Ninguno de ellos había reparado en que un carro de combate se les aproximaba mientras se libraba la lucha, y ahora se había detenido frente a ellos. Pero Conan, mirando por encima de sus hombros, sí que lo vio, y sintió que un pavoroso escalofrío le recorría la columna. Había algo vagamente antinatural en la apariencia de los caballos negros que tiraban del vehículo, pero fue el ocupante del carro el que atrajo la atención del rey.

Era un hombre de elevada estatura y magnífico porte, ataviado con una túnica de seda larga y desprovista de adornos. Llevaba un turbante shemita en la cabeza, cuyo extremo inferior le ocultaba las facciones, a excepción de los oscuros y magnéticos ojos. Las manos que asían las riendas, conteniendo al tiro, eran blancas pero poderosas. Al ver al desconocido, Conan experimentó una alarma que despertó todos sus instintos primitivos. Percibió el aura de amenaza y poder que exudaba la velada figura, una amenaza tan definida como el cimbreo de la hierba que, en un día sin viento, señala el avance de la serpiente.

—¡Saludos, Xaltotun! —exclamó Tarascus—. ¡Aquí tienes al rey de Aquilonia! No murió en el derrumbamiento, como habíamos creído.

—Lo sé —replicó el otro, sin molestarse en explicar cómo—. ¿Cuál es tu intención?

—Llamar a los arqueros para que acaben con él —respondió el nemedio—. Mientras siga con vida es un peligro para nosotros.

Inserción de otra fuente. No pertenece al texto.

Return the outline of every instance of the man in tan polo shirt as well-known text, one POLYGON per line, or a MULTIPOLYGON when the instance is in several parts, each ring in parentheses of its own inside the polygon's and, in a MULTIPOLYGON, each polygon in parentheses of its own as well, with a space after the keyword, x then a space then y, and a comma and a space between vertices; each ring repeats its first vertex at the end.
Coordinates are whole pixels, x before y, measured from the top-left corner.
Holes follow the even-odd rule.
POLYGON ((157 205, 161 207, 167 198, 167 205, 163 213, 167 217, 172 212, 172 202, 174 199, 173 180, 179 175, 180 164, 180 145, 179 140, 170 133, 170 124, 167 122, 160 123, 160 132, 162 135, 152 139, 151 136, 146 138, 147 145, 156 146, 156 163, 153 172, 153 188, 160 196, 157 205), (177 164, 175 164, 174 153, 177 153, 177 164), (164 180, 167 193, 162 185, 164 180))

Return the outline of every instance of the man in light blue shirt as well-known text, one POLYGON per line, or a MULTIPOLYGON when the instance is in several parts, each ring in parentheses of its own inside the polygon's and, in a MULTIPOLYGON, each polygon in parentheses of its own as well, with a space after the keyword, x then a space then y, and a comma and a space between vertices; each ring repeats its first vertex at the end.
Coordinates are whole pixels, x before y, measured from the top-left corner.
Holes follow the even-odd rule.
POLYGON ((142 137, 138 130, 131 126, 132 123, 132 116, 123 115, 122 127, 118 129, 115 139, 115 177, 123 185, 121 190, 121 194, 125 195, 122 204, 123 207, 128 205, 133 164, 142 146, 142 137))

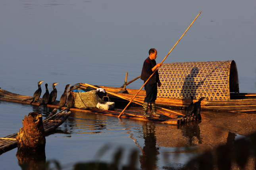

—Hasta un perro tiene su utilidad —dijo Xaltotun—. Capturadlo con vida.

Conan lanzó una risotada ronca.

—¡Ven a intentarlo! —lo desafió—. Pues, a pesar de mis piernas traicioneras, te desmontaré de esa carroza como tala un leñador un árbol. ¡Nunca me dejaré atrapar con vida, maldito!

—Me temo que dice la verdad —dijo Tarascus—. Este hombre es un bárbaro, dotado de la insensible ferocidad de un tigre malherido. Deja que llame a los arqueros.